I caught a glimpse of a vision today. I was in a seminary standing before a 19th century chapel in the middle of a gardened, gated enclave. Standing proud and strong, the chapel, as the enclave, was built in the height of 19th century optimism--rampant enthusiasm about the progress of the church and the new country. The chapel, and the gated community, portrayed a strong front to the broken, dangerous world outside of it.
And, as I watched, nearly two centuries later, the chapel began to crumble. The enclave was in disrepair. The buildings were worn out and dilapidated having rested still for many years beyond their enthusiastic inception. The grounds around the chapel was capitulating to the outside world, being sold out from underneath the seminary’s keeping. The doors to the grounds were open, but barely. And before me stood this noble chapel. For so long it had desperately clung to hope for a day when it would be repaired, renewed, recommissioned. It longed for a day when enthusiasm and hope would return. But before me, it could hold no longer. With great effort, it released its burden, and crumbled to pieces.
The seminary community was up in arms. They were upset. How dare the grounds fall to such disrepair! How could we let the integrity falter? How could we let the enthusiasm wane? But the school could not manage to keep the buildings in the most basic state. Hope was diminishing. And, at the center, this great symbol of strength, of integrity, and of otherness could hold out no longer.

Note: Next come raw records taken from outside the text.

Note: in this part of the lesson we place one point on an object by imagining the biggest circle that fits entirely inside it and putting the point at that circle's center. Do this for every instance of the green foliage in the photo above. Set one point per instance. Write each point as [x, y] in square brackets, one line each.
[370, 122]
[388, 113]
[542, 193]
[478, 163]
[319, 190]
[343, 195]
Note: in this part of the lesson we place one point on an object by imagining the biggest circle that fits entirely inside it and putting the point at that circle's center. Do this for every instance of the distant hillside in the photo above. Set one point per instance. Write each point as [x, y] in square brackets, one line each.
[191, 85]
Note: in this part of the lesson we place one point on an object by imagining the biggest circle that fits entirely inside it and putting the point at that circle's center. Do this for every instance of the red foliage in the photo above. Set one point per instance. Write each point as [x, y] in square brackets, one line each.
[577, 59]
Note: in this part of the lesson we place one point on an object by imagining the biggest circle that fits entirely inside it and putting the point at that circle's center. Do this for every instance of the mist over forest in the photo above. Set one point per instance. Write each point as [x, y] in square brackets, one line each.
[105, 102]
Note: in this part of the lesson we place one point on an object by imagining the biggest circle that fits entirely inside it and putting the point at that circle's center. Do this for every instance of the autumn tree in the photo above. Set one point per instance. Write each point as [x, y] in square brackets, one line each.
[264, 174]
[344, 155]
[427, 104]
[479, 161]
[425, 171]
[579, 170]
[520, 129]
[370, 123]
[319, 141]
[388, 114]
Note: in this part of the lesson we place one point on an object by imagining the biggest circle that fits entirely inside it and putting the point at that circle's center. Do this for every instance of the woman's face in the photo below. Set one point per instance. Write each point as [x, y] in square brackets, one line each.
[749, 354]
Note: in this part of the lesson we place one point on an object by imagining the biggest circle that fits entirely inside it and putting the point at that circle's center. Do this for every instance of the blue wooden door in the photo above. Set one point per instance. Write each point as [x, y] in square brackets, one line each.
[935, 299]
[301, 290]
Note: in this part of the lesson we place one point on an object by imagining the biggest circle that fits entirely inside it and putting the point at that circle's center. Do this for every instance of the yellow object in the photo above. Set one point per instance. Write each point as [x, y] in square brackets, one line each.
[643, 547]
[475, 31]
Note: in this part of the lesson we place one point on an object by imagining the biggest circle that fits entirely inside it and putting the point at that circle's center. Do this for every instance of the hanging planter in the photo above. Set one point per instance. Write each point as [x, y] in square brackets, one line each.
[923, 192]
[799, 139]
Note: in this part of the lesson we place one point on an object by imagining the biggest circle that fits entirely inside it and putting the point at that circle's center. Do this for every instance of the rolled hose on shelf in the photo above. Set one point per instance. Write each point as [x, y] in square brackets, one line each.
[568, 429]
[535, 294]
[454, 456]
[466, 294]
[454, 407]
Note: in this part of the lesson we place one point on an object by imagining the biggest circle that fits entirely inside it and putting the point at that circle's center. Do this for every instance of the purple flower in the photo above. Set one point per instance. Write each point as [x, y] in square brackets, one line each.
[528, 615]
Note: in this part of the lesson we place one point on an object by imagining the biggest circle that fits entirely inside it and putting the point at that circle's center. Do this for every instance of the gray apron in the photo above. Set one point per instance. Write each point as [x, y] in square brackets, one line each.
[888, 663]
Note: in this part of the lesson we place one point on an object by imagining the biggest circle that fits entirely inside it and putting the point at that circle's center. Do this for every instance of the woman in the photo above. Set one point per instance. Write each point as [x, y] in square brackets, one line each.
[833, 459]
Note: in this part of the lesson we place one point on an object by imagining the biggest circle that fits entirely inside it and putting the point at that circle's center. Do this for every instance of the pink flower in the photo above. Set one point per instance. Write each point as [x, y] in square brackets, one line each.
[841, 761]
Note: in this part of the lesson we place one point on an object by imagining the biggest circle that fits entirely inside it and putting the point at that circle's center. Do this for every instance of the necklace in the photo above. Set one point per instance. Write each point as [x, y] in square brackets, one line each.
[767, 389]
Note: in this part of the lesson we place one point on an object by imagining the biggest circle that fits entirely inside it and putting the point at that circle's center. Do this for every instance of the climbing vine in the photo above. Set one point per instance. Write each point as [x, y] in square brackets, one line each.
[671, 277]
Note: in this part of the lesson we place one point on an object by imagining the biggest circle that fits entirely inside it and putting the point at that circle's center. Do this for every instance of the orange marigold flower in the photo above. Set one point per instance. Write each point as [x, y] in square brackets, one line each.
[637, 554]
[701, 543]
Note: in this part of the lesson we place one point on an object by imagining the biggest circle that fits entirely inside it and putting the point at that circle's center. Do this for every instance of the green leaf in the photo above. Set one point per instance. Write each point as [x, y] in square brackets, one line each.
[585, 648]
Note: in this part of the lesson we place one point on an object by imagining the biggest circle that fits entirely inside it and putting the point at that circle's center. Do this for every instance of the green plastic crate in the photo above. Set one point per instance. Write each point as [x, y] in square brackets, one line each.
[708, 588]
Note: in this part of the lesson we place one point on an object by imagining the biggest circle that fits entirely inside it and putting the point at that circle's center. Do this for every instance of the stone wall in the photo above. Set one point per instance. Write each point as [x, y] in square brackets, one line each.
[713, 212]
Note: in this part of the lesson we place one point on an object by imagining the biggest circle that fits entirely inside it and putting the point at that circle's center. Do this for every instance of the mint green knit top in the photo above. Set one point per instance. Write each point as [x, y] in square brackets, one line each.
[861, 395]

Those outside laughed and jeered. They mocked the fall of the great chapel, the beautiful grounds, and the school it supported. They ridiculed it for its inability to bring about the great hope that it preached.
All of the expectations. All of the optimism. All of the earthly desire for a community that embodied progress, political change, healing, reason, justice, mercy, and proclamation fell down with it. That desperate, last grasp for a political kingdom disappeared with its destruction. All of that history, simply dust. The enthusiasm was for none.
And those outside came quickly to auction. They violently tore up the land upon which the chapel stood. They desecrated the space to build their own little kingdoms, full with big screen televisions, and plenty of square feet. Angrily they consumed to fill an exacerbated appetite.
And it was, for a while.
But then the earth rumbles, and the earth splits. And everything that stands on the land is torn down and falls into the river. And out from the space emerges people, shining white, the sheer glare made the old chapel pale as the moon pales to the sun. Out from the earth emerges generation upon generation who stood before the chapel and wept, and cried out. Walking in its place stood those who begged, and pleaded, who hoped, longed, hungered and thirsted. Out emerges a people who have long forgotten their visions, their agendas, and their politics. Out emerges a group that care little for the chapel in its former glory, because, filling them with such wholeness as could never be brought, filling them with such justice as could never be achieved, filling them with such integrity as could never be managed, filling them with such mercy as could never be replicated, filling them with such joy and enthusiasm as could never be mustered stood the King, shining so brightly that all hints of former glory and ambition waste away to nothing.
And all cried, “Holy, Holy, Holy! Holy is the lamb who sits upon the throne. Worthy is he, and he alone to be praised.”